In the Golden Age, when man lived happily on a handful of acorns, the gods fed upon walnuts, and so their name was Jovis glans—the nuts of Jupiter—since contracted into Juglans. Those who delight in obvious interpretations by appealing to the modern meanings of words similar in construction may be pardoned for supposing that Walnut-trees were formerly trained against walls; but, like many other obvious interpretations, this is wide of the mark. Some have gone back to the Anglo-Saxons for help, and though the result arrived at is in all probability the correct one, it is almost certain that the Anglo-Saxons knew nothing of the matter, and would scarcely trouble to give a name to something they had never seen. The Walnut is a native of the Himalayas, the Hindu Kuh, Persia, Lebanon, and Asia Minor to Greece. The learned Roman, Varro, who was born B.C. 116, and died B.C. 28, mentions it as existing in Italy in his day; and Pliny tells us it was brought thence from Persia. The date of its introduction to Britain is usually set down as about the middle of the sixteenth century, but it was probably at least a century earlier, for Gerarde, writing at the close of the sixteenth century, describes it as a tree commonly to be seen in orchards, and in fields near the highways, where a very new importation was not likely to be found. But to return to the name: there can be little doubt that it is a contraction of Wälsh-nut (in modern spelling, Welsh-nut), meaning foreign. This is German, and while the modern sons of the Vaterland write it Wallnuss (occasionally Wälshenuss), the Dutch form is Wallnoot. That this is the true derivation is made pretty certain by Gerarde, who calls it “Walnut, and of some Walsh-nut.”

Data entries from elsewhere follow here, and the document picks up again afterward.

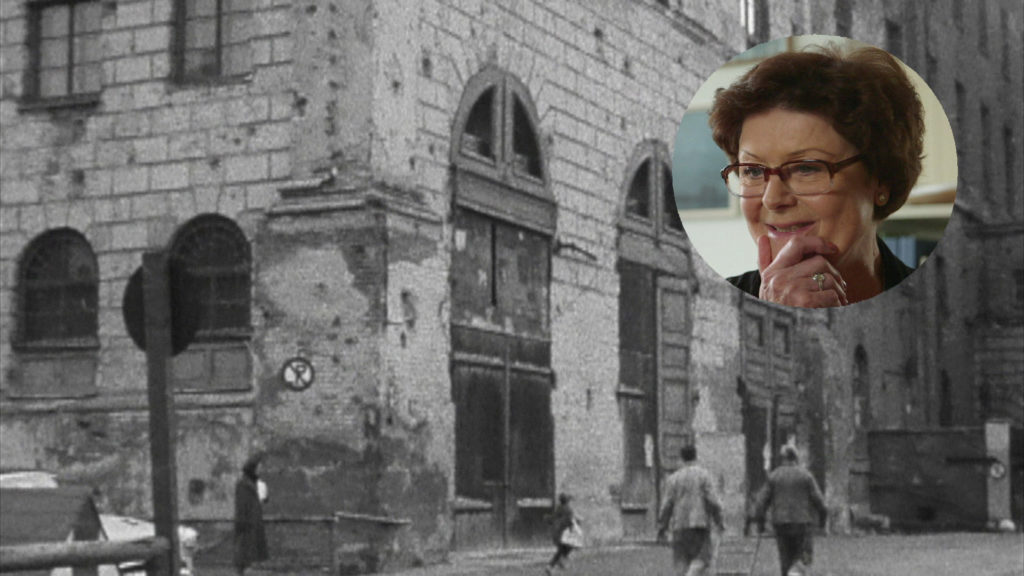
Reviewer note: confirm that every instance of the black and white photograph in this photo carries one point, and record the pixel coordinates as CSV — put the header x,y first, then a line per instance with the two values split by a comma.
x,y
508,287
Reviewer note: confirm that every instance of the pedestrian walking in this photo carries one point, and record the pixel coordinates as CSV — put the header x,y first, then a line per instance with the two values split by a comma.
x,y
565,533
689,509
250,537
796,504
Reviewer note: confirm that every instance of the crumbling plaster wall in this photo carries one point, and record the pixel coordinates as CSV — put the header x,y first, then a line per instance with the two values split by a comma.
x,y
596,73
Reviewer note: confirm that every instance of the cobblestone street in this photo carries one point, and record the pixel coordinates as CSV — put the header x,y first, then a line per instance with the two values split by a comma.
x,y
932,554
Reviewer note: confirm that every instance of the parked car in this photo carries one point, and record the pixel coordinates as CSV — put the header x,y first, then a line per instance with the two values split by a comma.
x,y
116,528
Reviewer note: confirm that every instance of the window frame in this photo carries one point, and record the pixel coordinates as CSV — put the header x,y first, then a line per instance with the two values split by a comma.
x,y
655,155
179,50
32,97
199,224
496,186
89,341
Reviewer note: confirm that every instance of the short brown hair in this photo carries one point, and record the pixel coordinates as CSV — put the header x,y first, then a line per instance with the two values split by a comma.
x,y
865,95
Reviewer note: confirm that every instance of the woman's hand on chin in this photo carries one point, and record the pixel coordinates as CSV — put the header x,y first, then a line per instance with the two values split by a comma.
x,y
791,277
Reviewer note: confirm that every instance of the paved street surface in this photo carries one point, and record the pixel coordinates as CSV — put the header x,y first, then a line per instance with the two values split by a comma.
x,y
934,554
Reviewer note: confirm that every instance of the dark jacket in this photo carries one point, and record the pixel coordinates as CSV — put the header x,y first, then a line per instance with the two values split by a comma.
x,y
893,272
250,538
793,495
560,519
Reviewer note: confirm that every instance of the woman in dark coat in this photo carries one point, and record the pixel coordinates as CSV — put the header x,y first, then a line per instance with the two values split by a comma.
x,y
561,519
250,538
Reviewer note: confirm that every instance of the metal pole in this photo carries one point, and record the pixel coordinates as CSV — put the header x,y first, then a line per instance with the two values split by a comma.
x,y
157,298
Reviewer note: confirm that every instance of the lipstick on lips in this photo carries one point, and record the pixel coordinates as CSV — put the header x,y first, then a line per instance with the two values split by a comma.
x,y
787,230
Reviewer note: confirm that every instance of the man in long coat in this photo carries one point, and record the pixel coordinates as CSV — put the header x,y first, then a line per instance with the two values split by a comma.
x,y
250,537
689,508
796,505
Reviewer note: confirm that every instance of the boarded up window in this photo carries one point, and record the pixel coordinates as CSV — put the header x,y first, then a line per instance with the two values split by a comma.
x,y
65,40
524,145
478,138
215,38
217,254
674,369
59,290
500,275
669,211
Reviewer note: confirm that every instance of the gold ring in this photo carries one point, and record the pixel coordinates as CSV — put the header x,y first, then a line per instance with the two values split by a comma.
x,y
820,279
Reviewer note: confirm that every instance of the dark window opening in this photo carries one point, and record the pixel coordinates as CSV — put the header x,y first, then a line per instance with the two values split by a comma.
x,y
65,49
213,38
524,145
945,401
983,28
755,331
781,338
638,201
986,149
961,121
478,137
670,212
1019,287
59,289
479,430
758,22
217,255
1010,161
1005,35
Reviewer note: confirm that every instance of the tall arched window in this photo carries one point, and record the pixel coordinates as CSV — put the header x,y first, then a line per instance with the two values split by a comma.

That the new importation was fully appreciated in Europe for its fruit may be judged by the extent to which its cultivation had spread in Evelyn’s day, for he tells us the trees abounded in Burgundy, where they stood in the midst of goodly wheat-lands. He says: “In several places betwixt Hanau and Frankfort in Germany no young farmer is permitted to marry a wife till he bring proof that he hath planted and is a father of such a stated number of [Walnut] trees, and the law is inviolably observed to this day, for the extraordinary benefit the tree affords the inhabitants.”
The Walnut is a handsome tree, growing to a height of forty to sixty feet, with a bole twenty feet or more in circumference, and a huge spreading head. The bark is of a cool grey colour, smooth when young, but as the tree matures deep longitudinal furrows form, and it becomes very rugged. The twisted branches take a direction more upward than horizontal, but in early summer they are almost completely hidden by the masses of large and handsome leaves of warm green colour and spicy aroma. I once rejoiced in the occupation of a garden that held two Walnut-trees, and though they had not attained to the fruiting age, their possession was a delight to me; but then I am one of those who enjoy their fragrance, which is unbearable to some persons. The large leaves are formed after the fashion of the Ash-leaf—broken up into a variable number of lance-shaped leaflets with scarcely perceptible teeth.